Mayan legend attributes the creation of man to corn

His message generally strikes a chord. In Mexico, it is said that, “sin maíz no hay país”: without corn there is no country. Mayan legend attributes the creation of man to corn. But people don’t have an easy way of getting good corn products. They may not have the time, interest or ability to start farming. Their local tortilleria, Mier says, doesn’t have to disclose what is in its tortillas and likely isn’t using nixtamalized corn. Store bought tortillas are the default for most, offering little in terms of choice of quality.

Still, Mier says he can see the spark in their eyes when he asks them to recall family memories, whether about corn or specific dishes that may have been lost over time. “In Ensenada, someone said she remembered her grandma grew heirloom corn in their backyard. In an indigenous village in Mexico state, I was talking to a woman about pinole [a mixture of ground, roasted corn with various spices] during a discussion about traditional dishes. Then, she realized, she never made it for her children despite eating it all the time herself. She was shocked! She never thought about it. So, that day, we made the first pinole for her children, who were 18 and 20—not children anymore. I couldn’t believe they’d never had it,” he remembers.

Denise Roa, the chef at Rancho La Puerta, commented that she didn’t know anywhere she could buy fresh masa, so she relied on store-bought tortillas. This is an echo Mier hears from chefs throughout the country, even at Mexico City’s finest restaurants, he says. It’s a particular crime considering how Mexican food—especially the high-end kind—has swept the globe in recent years. One chef, in particular, has paid attention to Mier’s efforts. Rene Redzepi of Noma in Copenhagen heard about his work and tapped him to give a presentation to him and his staff during his pop-up in Tulum in late spring 2017. Mier says that the kitchen staff he meets hardly ever know how to make fresh tortillas, much less about different heirloom corn varieties. Ever the optimist, it never fails to amaze him.
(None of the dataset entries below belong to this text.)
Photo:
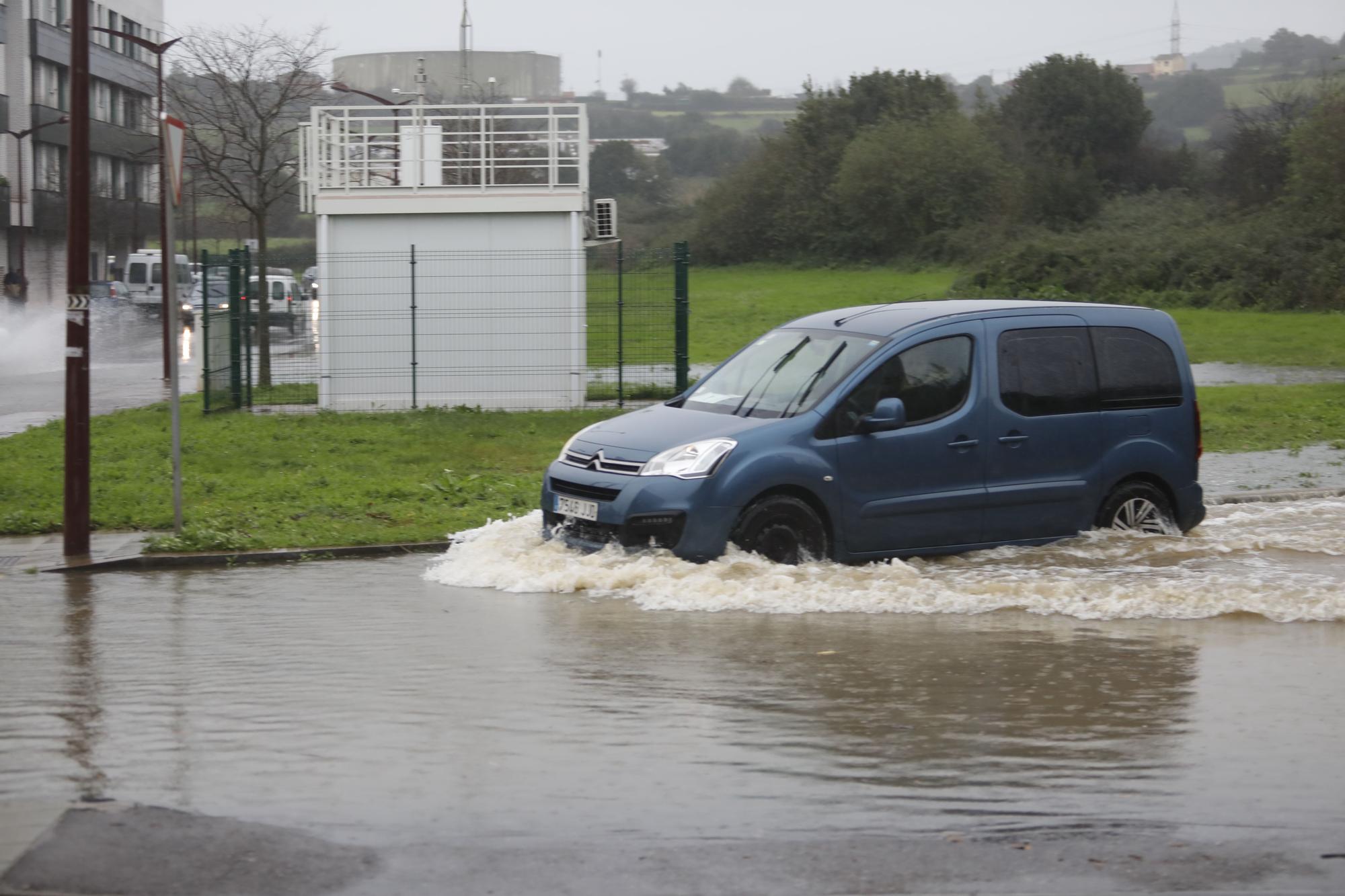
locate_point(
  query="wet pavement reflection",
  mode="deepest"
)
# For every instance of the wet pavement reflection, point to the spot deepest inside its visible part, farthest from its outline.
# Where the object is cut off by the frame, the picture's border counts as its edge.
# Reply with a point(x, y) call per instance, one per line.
point(357, 697)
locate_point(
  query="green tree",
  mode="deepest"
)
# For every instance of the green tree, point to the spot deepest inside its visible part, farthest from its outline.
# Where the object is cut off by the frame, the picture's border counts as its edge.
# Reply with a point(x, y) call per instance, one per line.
point(618, 169)
point(1071, 108)
point(1317, 163)
point(903, 181)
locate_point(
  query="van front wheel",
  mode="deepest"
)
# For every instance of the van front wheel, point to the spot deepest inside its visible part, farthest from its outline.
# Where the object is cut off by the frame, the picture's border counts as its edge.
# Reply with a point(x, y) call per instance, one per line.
point(782, 529)
point(1137, 506)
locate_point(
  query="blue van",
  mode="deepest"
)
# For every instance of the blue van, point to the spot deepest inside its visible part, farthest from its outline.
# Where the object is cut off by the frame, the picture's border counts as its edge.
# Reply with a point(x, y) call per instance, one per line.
point(900, 430)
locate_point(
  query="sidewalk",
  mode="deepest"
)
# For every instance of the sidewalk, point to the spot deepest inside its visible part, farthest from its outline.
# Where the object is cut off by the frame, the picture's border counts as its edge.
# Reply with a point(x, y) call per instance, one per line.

Cutting corn tamales in Rosarito, Mexico. Photo by Jackie Bryant

Mier doesn’t have any ready-made solutions on hand. His goal is to let people know that their heritage is in danger, and he expects that, from there, people will begin to change their habits. He would love to see seed catalogs, like there are in the United States, and dreams of starting one. He wants to connect small farmers and chefs in the hope of creating a supply chain based on seasonality and suitability. As of August 2017, the Mexican government approved Mier’s foundation status, which means Organización de Tortilla de Maíz Mexicana will be able to receive donations and grants. And he was eventually able to find the popcorn seed he needed from a farmer in Mexico state—after planting, it’ll be part of his 2017 personal harvest as well as the first harvest of this variety in 60 years, Mier believes. He is also encouraged by a particular recent victory for agricultural activists: a 2013 lawsuit filed against Monsanto was recently upheld in Mexican court this past January. It bans the company, for now, from planting GMO corn, though such corn enters the food system anyway due to American imports.

While driving, we passed a building with “100% elote” painted on its wall, so we stopped. As Mier sampled the owner’s tamales, he chatted with her about how she makes them and went back for seconds. He was satisfied that she used only corn, though he knew it was either the standardized white corn or imported American corn. I got the sense that half of his excitement was due to the fact that he knew something she didn’t: that as good as her tamales were, one day he’d blow everyone’s mind with the fact they could be even better. But for now, Rafael Mier remains Mexico’s premier corn evangelist, going from door to door with his two suitcases, reminding Mexicans of their birthright one ear of corn at a time.